防衛相の心配事。 concern of a minister of defense

2018-05-24 20:22:15 | 日記
 (1)小野寺防衛相が「(前防衛相の)大臣指示に適切に応えられなかった。文民統制にかかわりかねない重大な問題だ」(報道ー( )内は本ブログ注)とイラク日報問題で自衛隊トップの幕僚長ら17人を処分した。

 防衛省は前防衛相が残っていないとしたイラク日報がすでに1年前に自衛隊内に存在していたことを確認していた経緯などの調査結果を公表した。

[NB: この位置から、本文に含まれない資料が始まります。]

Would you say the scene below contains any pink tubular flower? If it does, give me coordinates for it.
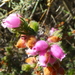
[26,48,38,56]
[2,13,21,28]
[32,40,48,51]
[38,50,48,67]
[50,44,66,61]
[49,55,57,64]
[49,28,58,36]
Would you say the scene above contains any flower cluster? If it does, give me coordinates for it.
[2,13,66,75]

防衛省の組織的隠ぺいを否定した報告内容の是非はここでは別にして、統幕が今年2月に上記経緯の報告を受けた後も小野寺防衛相への報告に1か月かかった(報道)二重の報告遅滞行為に対してシビリアンコントロールへの不信、懸念、危機を表明したものだ。

 (2)現防衛相が防衛省内のシビリアンコントロールへの不信、懸念、危機を表明したことはまさに国家防衛実力組織として「重大な問題」だ。防衛省は国家防衛機関として国家機密情報が多く、内部は閉ざされた組織で何がどうなっているのか国民にはよくわからない伏魔殿でもある。

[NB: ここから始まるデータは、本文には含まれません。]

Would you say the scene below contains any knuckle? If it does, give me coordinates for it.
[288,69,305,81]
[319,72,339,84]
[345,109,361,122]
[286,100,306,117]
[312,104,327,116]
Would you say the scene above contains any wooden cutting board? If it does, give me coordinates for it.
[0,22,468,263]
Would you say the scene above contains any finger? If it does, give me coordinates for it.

 そこが防衛省、自衛隊の統制基本理念のシビリアンコントロールが働いていないとなると、現防衛相が危機感を示したということは国家統治、行政指導に重大な懸念、危機が横たわっているという国民にとって重要な危険な情報である。

 (3)自衛隊組織の責任者の処分でこと足りる問題とはならない。組織は次から次と責任者、役職者が変わるだけで体質が変わらなければ本質は変わらないことになるので、変革見極めが求められる。

 保守思想の強い政治理念を打ち出す安倍政権で、自衛隊の役割、存在はこれまでの政府見解の個別的自衛権の行使範囲から安倍首相が拡大解釈して集団的自衛権の行使容認に転じて(国会多数で安保法制を強行成立)、日米軍事同盟に組み込まれて際限のない自衛隊の海外派遣を容易にして変化させてきた。

 (4)防衛省内でもこれまでの背広組(官僚)主導の組織から制服組(自衛隊)の地位、立場を向上させて制服組の防衛相への助言など影響力を高める組織改革を進めてきた。

 今回の南スーダン、イラク日報問題での自衛隊内で証拠隠ぺい体質、防衛相への情報隠し、報告の大幅な遅れはこの組織改革の流れと無縁ではないだろう。

 (5)だから今回の自衛隊組織責任者の処分だけでは国家防衛機関の組織的危機への抜本的対策、改善にはならない。自衛隊法を改正して制服組の地位、立場を向上させて防衛相への影響力を格段に高めた組織系統を見直す必要がある。

 国家防衛実力組織の防衛省、自衛隊はシビリアンコントロールが統治基本理念であり、当の小野寺防衛相がシビリアンコントロールに不信、懸念、危機を示しているなら組織内の背広組主導の統治体制に戻す英断が必要だ。

 (6)自衛隊法を改正して制服組の地位、立場を向上させたのだから、元に戻すことは容易ではない。現行新体制の中で背広組の組織系統を変革してシビリアンコントロールが機能する系統権限体制を上乗せする構造改革が小野寺防衛相の不信、懸念(concern of a minister of defense)に応える道だ。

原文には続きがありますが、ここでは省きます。